To avoid relying on timing alone, two additional indicators are used: the peak envelope magnitude,

$$\begin{array}{}\text{(13)}& A_{ij}=\underset{t}{max}{e}_{ij}\left(t\right),\end{array}$$

and the envelope compactness measured by temporal kurtosis,

$$\begin{array}{}\text{(14)}& {\mathit{\kappa }}_{ij}={\displaystyle \frac{\mathbb{E}\left[{\left(e_{ij}\left(t\right)-{\stackrel{\mathrm{‾}}{e}}_{ij}\right)}^{\mathrm{4}}\right]}{{\left(\mathbb{E}\left[{\left(e_{ij}\left(t\right)-{\stackrel{\mathrm{‾}}{e}}_{ij}\right)}^{\mathrm{2}}\right]\right)}^{\mathrm{2}}+\mathit{\epsilon }}},\end{array}$$

where ${\stackrel{\mathrm{‾}}{e}}_{ij}=\mathbb{E}\left[e_{ij}\right(t\left)\right]$. Both A_ij and κ_ij are min–max normalised over the path set, yielding ${\stackrel{\mathrm{̃}}{A}}_{ij}$ and ${\stackrel{\mathrm{̃}}{\mathit{\kappa }}}_{ij}$.

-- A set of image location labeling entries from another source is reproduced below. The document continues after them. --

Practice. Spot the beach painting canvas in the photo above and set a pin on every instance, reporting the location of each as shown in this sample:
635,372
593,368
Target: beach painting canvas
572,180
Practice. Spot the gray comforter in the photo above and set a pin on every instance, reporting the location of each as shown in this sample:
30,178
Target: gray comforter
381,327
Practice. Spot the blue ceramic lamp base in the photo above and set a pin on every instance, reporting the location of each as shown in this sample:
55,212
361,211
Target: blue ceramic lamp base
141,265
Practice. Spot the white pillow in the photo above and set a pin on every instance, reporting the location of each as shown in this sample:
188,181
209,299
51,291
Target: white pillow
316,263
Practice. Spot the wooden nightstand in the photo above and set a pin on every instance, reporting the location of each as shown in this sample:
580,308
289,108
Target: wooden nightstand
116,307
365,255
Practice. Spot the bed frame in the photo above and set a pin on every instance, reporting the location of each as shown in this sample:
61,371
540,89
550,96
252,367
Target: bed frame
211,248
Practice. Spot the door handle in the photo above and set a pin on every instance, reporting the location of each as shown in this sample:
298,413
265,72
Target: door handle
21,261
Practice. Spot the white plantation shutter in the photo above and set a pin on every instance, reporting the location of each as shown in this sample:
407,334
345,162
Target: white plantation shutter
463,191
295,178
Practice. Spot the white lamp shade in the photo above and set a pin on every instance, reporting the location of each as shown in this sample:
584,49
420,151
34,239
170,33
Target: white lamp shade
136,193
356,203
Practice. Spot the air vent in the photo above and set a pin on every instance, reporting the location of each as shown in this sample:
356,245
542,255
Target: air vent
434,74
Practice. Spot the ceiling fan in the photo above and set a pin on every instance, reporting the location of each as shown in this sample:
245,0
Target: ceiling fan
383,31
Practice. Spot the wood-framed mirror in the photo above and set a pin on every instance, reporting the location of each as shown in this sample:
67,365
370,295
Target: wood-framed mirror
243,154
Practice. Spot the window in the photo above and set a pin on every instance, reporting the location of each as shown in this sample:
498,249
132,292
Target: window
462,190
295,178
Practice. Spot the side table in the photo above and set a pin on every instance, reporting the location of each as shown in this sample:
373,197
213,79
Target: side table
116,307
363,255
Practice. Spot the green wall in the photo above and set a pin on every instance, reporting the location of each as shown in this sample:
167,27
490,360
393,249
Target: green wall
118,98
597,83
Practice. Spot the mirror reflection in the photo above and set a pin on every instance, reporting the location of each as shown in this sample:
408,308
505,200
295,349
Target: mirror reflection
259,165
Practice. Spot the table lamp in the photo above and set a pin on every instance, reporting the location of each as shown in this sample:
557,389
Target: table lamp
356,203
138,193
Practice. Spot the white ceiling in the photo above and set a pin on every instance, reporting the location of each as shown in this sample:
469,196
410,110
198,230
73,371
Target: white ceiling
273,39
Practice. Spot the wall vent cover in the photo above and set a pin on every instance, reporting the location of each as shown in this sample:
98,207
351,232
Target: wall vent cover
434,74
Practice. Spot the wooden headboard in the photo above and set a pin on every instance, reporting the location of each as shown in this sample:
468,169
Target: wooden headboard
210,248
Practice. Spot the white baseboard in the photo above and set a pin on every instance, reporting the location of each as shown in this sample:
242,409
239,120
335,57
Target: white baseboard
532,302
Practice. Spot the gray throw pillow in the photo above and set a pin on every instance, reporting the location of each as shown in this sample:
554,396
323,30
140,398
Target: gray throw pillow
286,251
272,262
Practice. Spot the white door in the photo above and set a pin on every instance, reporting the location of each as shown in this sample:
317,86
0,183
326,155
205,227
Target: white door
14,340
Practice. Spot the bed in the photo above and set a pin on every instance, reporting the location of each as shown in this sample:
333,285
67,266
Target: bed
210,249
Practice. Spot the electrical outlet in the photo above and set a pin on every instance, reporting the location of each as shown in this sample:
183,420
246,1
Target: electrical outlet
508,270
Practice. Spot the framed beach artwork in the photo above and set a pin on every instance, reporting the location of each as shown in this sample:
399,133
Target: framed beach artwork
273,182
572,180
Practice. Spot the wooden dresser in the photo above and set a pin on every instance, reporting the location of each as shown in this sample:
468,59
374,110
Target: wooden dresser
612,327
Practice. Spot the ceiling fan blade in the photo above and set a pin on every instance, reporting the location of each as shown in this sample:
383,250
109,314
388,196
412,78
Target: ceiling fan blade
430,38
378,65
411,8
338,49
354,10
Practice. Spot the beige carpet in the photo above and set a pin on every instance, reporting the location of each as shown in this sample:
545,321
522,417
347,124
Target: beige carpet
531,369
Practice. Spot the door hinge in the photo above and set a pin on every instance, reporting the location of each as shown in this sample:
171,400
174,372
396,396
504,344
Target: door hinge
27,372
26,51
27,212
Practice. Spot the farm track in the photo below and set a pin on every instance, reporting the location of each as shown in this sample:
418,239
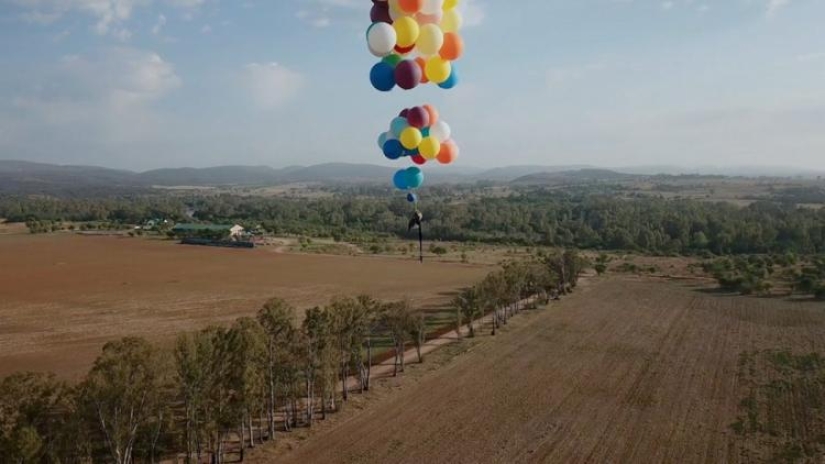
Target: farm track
626,370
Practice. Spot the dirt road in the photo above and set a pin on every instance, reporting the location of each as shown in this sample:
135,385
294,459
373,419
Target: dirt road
62,296
624,371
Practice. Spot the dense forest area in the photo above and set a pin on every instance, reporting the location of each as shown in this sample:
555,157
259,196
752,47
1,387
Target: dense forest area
525,217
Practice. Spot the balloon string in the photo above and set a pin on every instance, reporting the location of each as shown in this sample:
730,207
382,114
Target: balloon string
420,243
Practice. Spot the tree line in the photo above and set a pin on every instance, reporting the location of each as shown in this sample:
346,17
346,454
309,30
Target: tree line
222,390
759,274
528,216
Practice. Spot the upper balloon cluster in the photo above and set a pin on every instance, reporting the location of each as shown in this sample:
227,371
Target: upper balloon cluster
417,41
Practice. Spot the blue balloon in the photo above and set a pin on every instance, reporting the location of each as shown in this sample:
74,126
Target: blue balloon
393,149
451,81
382,139
400,180
398,125
414,177
382,76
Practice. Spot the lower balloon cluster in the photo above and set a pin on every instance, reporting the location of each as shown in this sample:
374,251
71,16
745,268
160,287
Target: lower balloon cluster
419,134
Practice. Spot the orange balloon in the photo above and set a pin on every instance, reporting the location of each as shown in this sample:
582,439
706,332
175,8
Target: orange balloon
448,153
432,112
421,64
404,50
453,46
411,6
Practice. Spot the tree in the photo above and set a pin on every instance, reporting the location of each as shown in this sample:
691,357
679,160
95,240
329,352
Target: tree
344,321
396,320
123,393
317,339
368,326
418,331
469,306
248,375
494,296
277,319
192,357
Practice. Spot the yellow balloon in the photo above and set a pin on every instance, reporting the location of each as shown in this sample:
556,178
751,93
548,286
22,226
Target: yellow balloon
410,138
406,28
452,21
429,147
438,69
430,40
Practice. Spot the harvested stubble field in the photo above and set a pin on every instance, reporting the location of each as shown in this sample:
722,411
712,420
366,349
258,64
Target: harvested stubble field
63,296
627,370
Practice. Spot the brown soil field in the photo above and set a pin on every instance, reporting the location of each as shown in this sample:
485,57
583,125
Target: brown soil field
63,296
626,370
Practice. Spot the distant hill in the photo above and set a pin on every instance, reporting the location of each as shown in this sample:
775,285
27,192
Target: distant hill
48,179
217,176
576,176
338,172
23,177
510,173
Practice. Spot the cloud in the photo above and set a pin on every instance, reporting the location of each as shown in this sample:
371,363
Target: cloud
159,24
775,5
110,16
271,85
100,104
474,13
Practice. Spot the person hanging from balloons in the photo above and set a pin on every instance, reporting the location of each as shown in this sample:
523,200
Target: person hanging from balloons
417,42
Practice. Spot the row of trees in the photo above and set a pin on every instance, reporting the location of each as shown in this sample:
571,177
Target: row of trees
760,274
585,220
224,389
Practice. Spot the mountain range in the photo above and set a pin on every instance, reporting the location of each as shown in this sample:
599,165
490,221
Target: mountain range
28,177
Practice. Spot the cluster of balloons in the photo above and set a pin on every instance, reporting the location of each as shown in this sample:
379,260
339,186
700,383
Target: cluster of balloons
420,134
417,41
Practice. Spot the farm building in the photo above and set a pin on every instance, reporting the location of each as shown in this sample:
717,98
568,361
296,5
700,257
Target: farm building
216,231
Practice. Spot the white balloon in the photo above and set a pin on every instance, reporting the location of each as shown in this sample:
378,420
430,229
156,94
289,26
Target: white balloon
432,7
441,130
381,39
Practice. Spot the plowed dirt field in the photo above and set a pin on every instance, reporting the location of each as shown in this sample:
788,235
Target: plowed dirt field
624,371
63,296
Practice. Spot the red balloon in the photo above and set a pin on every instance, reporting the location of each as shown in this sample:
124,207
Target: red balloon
404,50
407,74
418,117
380,13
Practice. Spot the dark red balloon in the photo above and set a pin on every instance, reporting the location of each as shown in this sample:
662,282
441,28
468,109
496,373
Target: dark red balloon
404,50
418,117
380,13
407,74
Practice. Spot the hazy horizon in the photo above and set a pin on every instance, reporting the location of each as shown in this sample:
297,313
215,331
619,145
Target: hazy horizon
142,84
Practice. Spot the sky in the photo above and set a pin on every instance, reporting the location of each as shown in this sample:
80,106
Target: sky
142,84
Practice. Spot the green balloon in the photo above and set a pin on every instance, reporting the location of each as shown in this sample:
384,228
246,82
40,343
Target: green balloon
392,59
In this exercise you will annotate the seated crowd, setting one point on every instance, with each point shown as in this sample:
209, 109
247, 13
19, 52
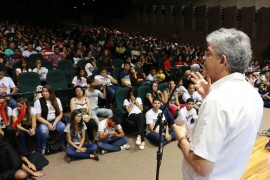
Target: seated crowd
103, 61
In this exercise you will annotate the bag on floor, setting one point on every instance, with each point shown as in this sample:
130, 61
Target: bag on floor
54, 143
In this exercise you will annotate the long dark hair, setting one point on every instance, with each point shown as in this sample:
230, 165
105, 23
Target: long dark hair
133, 90
79, 77
28, 108
78, 87
52, 98
151, 88
72, 121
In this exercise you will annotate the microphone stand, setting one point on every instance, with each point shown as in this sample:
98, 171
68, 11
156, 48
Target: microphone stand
162, 124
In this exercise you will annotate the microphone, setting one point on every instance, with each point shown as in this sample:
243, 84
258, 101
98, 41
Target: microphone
195, 67
158, 121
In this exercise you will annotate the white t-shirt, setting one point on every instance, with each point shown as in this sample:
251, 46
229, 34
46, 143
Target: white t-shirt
195, 96
93, 96
77, 136
226, 129
87, 66
6, 84
100, 78
106, 130
20, 71
42, 72
181, 89
78, 82
32, 113
9, 114
51, 111
27, 53
186, 116
135, 109
151, 78
151, 118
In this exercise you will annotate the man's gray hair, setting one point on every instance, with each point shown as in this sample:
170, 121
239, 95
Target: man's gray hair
235, 45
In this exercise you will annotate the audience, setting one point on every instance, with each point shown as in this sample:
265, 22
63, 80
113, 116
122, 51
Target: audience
80, 78
134, 107
111, 137
42, 71
49, 114
151, 119
27, 127
75, 137
94, 95
82, 103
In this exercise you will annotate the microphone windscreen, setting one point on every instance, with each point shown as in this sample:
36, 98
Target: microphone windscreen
195, 67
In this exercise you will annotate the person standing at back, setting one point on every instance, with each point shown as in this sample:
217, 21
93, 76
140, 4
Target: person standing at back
228, 121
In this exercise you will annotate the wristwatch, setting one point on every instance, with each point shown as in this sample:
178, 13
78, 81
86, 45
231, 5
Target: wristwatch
180, 140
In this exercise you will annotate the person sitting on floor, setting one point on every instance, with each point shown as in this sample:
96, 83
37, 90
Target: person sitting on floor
75, 137
93, 95
79, 101
49, 114
187, 115
151, 118
134, 107
27, 127
111, 137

The raw reliability score is then defined multiplicatively as

$$\begin{array}{}\text{(15)}& r_{ij}={\mathit{\varphi }}_{\mathrm{tof}}^{\left(ij\right)}{\stackrel{\mathrm{̃}}{A}}_{ij}{\stackrel{\mathrm{̃}}{\mathit{\kappa }}}_{ij},\end{array}$$

and the final fusion weights are

$$\begin{array}{}\text{(16)}& w_{ij}={\displaystyle \frac{r_{ij}}{{\sum }_{(m,n)\in \mathcal{P}}{r}_{mn}+\mathit{\epsilon }}},\sum _{(i,j)\in \mathcal{P}}{w}_{ij}=\mathrm{1}.\end{array}$$

The reliability-weighted coarse image is therefore

$$\begin{array}{}\text{(17)}& I_{\mathrm{w}}\left(\mathit{x}\right)=\sum _{(i,j)\in \mathcal{P}}{w}_{ij}{\widehat{I}}_{ij}\left(\mathit{x}\right).\end{array}$$

Compared with uniform accumulation, Eq. (17) suppresses geometrically admissible but weak or inconsistent paths while retaining the complementarity of multi-path information.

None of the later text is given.